Simon Schama, The Story of the Jews: Finding the Words (1000 BCE to 1492) (Vintage 2014)
Some decades ago, I borrowed a book called The History of the Jews from a friend, and was disappointed to find that it was little more than a smoothing out of the Biblical stories. As far as its author was concerned, it seemed, you didn’t need to go past the Hebrew Bible (the ‘Old Testament’) to get the history up to the beginning of the current era.
Simon Schama’s book is the one I was hoping for back then. The Hebrew Bible, he writes, is not primarily history, but
the imprint of the Jewish mind, the picture of its imagined origins and ancestry; it is the epic of the YHWH treaty-covenant with Israel, the single formless God moving through history, as well as the original treasure of its spiritual imagination.(page 7)

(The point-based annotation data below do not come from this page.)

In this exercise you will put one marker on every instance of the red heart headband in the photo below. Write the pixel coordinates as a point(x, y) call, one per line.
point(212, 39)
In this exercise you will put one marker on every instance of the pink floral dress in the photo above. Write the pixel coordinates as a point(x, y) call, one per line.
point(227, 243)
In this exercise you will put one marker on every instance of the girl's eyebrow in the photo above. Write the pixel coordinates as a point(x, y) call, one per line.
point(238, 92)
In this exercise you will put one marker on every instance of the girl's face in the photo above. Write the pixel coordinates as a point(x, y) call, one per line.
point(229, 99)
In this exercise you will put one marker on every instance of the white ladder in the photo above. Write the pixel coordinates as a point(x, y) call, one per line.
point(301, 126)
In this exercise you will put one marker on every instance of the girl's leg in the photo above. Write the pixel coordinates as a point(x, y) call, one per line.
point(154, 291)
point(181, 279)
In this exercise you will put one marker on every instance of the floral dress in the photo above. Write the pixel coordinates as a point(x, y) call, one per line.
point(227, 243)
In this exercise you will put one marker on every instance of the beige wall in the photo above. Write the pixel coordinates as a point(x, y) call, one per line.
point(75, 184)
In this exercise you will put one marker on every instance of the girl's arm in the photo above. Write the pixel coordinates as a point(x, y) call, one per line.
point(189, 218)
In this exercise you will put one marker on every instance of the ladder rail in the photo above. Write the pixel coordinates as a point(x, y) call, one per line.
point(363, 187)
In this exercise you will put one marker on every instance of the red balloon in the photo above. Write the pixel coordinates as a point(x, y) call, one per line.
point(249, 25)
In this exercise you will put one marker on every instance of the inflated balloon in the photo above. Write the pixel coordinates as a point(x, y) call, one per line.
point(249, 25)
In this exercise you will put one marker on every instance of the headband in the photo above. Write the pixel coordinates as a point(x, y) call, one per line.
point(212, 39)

Schama’s story doesn’t begin with Abraham leaving Ur, or even with Moses leading his people from Egypt. Schama isn’t confident that the exodus from Egypt even happened. It begins with the documented beginning of ordinary Jews, the earliest Jewish city that archaeologists have been able to reconstruct, on the island of Elephantine in Egypt, in the early 5th century BCE, hundreds of years after the Biblical account of the exodus. And although that city was a military outpost – Jewish soldiers employed by the Syrian empire – the book begins not with a battle or any grand scheme, but with a letter from a father to his soldier son.
Though the book’s title promises ‘The Story’, Schama insists from the beginning that there’s more than one story: the Biblical story and the archaeological story; Jerusalemite stories and stories of communities in exile; stories of those who integrate with their non-Jewish neighbours – Babylonian, Egyptian, Christian, Muslim – and of those who insist on rigorous separateness; stories of brilliant intellectual and spiritual achievement and stories of unimaginable horror (and this book ends in 1492).

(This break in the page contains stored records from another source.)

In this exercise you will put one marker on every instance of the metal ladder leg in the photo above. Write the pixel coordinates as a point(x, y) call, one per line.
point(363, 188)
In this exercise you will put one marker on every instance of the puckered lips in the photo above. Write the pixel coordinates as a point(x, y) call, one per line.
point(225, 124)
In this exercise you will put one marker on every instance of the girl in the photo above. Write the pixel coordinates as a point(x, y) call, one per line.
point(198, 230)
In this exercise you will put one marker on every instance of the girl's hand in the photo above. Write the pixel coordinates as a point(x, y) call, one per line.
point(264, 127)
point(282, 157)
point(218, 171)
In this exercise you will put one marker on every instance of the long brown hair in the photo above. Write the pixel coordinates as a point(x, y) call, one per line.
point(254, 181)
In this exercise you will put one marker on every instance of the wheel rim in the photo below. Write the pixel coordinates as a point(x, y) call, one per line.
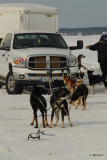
point(11, 83)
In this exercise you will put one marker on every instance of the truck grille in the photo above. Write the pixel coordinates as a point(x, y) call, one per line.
point(45, 62)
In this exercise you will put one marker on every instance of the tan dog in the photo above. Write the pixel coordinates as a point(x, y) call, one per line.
point(70, 84)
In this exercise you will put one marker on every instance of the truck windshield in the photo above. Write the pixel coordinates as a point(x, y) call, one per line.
point(28, 40)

I spent my first two decades in an intensely Catholic environment, so the account of Christianity’s transformation from a Jewish sect to a demonically anti-Jewish institution is particularly gripping to me. Cherie R Brown and Amy Leos-Urbel’s Anti-Semitism asserts that religion is not the cause of anti-semitism, but has been used as a tool to foment it. I think that makes sense, but reading how John Chrysostom, revered father of the church, preached vile slander and murderous injunctions against Jews (evidently thinking it was necessary because a lot of Christians in the 380s happily participated in Jewish festivals), tests the proposition. And my childhood image of St Francis preaching to the birds must now be accompanied by that of his Franciscan friars torturing and murdering men, women and children who refused to renounce Judaism, and many who had renounced it but continued to eat their customary food.
But the terrible history of humiliation and massacre is not the main story here. Again and again, Schama gives us stories of brilliant survival. The Talmud and the mishnah – tumultuous documents filled with wisdom, argument and disputation – grew in a state of exile. And before them, the Hebrew Bible itself was an extraordinary creation. A roll call of the people in this book who did great things would be very long: administrators, generals, poets – why haven’t I ever heard of Shmuel ibn Naghrela or Yehuda Halevi?

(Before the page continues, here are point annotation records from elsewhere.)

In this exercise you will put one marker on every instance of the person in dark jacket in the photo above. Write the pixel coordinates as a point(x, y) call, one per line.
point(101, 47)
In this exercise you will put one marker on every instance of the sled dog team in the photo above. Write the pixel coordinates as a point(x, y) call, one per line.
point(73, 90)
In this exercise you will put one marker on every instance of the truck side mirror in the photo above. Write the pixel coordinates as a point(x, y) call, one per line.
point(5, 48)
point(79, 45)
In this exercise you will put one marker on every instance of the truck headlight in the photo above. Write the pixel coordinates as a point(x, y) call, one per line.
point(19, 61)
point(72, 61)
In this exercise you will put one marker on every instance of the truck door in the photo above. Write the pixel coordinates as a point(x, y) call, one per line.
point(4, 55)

One small warning: I’m pretty knowledgable about Biblical stuff, have a smattering of mediaeval history, and some knowledge of current Judaic feasts. There were times when I found it hard to keep my bearings in the tumult of this story. So it may not a good place to start. If you don’t know who Moses is, or you’ve never heard of Purim, you might need something more straightforward, and move on to this when you’re ready.
Speaking with Paul Holdengräber at the 2019 Sydney Writers’ Festival, Simon Schama spoke of the heroism of the displaced. I don’t think the phrase occurs in this book, but it could have. His main subject at the SWF was the second volume of this story. You can hear that wonderfully entertaining conversation by clicking here, and my blog report on it here. He is now girding his loins for the third volume, which brings us through the twentieth century up to the present.